Una vez en el obispado, los presentes se guardaron en la secretaría para enviarse después a la nunciatura, por paquetería especial.
“Eran regalos muy sencillos. Recuerdo por ejemplo una cruz con rosas del desierto de Samalayuca, de las que salen de la arena. Eran más bien pequeños objetos que la gente fue acercando, y más bien con un significado especial para los fieles que los entregaron”, compartió monseñor Blanco.
Dijo que es tradición que, en sus visitas pastorales, el papa reciba muchos obsequios, y es seguro que éstos llegan a la Santa Sede.
De acuerdo a lo publicado en medios católicos, dado que el papa no puede tener todo lo que las personas le regalan, se venden en beneficio de la Capellanía Apostólica, para las obras de caridad del Papa, aunque en estos regalos no se incluyen los que entregan los jefes de Estado, con el fin de evitar cualquier controversia diplomática.
Así, don Antonio puede tener la seguridad de que su llave llegó hasta el Santo Padre y ha servido para cubrir las intenciones del papa.
Habilidad heredada
El artesano, quien con apoyo del Gobierno ha visitado diferentes países, en exhibiciones de artesanías, compartió su alegría de poder hacer recuerdos de la ciudad.
“Me siento muy contento porque he ido a diferentes partes del mundo gracias a mi trabajo, he estado en Dublín, en Madrid, en Berlín. También he ido a ciudades de Estados Unidos como Boston, San Francisco, Florida y Dallas. Con orgullo represento a México en el arte, y especialmente a Ciudad Juárez”, recordó agradecido.
Compartió que su pasión por el calado de llaves nació de la mano de su padre, Félix Hernández Vargas, quien le enseñó este oficio cuando tenía 17 años de edad.

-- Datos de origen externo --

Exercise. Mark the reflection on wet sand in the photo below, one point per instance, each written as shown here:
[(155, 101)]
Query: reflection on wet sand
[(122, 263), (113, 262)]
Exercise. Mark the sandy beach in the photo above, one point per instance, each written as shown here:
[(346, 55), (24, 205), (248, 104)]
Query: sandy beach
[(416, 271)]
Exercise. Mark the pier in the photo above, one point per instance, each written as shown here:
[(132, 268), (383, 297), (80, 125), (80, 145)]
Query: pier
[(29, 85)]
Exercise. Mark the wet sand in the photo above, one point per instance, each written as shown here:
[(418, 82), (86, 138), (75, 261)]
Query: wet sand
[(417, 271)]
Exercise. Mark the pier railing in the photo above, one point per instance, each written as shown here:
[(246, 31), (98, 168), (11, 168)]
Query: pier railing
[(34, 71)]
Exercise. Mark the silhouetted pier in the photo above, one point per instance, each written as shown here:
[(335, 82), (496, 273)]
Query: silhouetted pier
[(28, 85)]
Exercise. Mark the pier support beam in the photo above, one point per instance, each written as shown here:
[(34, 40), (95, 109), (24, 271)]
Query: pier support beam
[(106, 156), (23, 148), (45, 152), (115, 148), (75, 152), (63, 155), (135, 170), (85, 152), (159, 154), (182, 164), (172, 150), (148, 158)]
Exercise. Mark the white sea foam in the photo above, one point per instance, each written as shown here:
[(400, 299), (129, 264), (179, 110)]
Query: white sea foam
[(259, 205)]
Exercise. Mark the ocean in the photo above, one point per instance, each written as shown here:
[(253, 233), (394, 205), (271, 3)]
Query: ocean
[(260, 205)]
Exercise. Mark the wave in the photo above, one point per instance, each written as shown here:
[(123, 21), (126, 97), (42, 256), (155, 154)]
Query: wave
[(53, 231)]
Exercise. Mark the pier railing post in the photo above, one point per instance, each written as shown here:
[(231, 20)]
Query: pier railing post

«Mi papá se enojaba cuando no podía hacer una letra, y eso me entristecía, pero ahora se lo agradezco mucho, porque con este trabajo he mantenido a mi familia», explicó con gratitud.
Enfatizó en la importancia de transmitir este tipo de habilidades y conocimiento a las nuevas generaciones.
“Yo le enseñé a mi hijo y a unos sobrinos; también les enseñé a mis hermanos, pero ya fallecieron”, afirmó dejando ver la carga emocional que representa para él el legado de su oficio.
“Tengo miedo de que este trabajo desaparezca cuando yo muera… quiero mucho a mi oficio, pero veo que nadie lo hace ya”, lamentó.
No osbtante, Don Antonio sigue atendiendo a quienes se acercan a conocer su obra e historia. Se le puede encontrar en las afueras del Wendy’s, ubicado a un costado del Consulado Americano, de lunes a sábado, de 9:30 de la mañana a 3:30 de la tarde.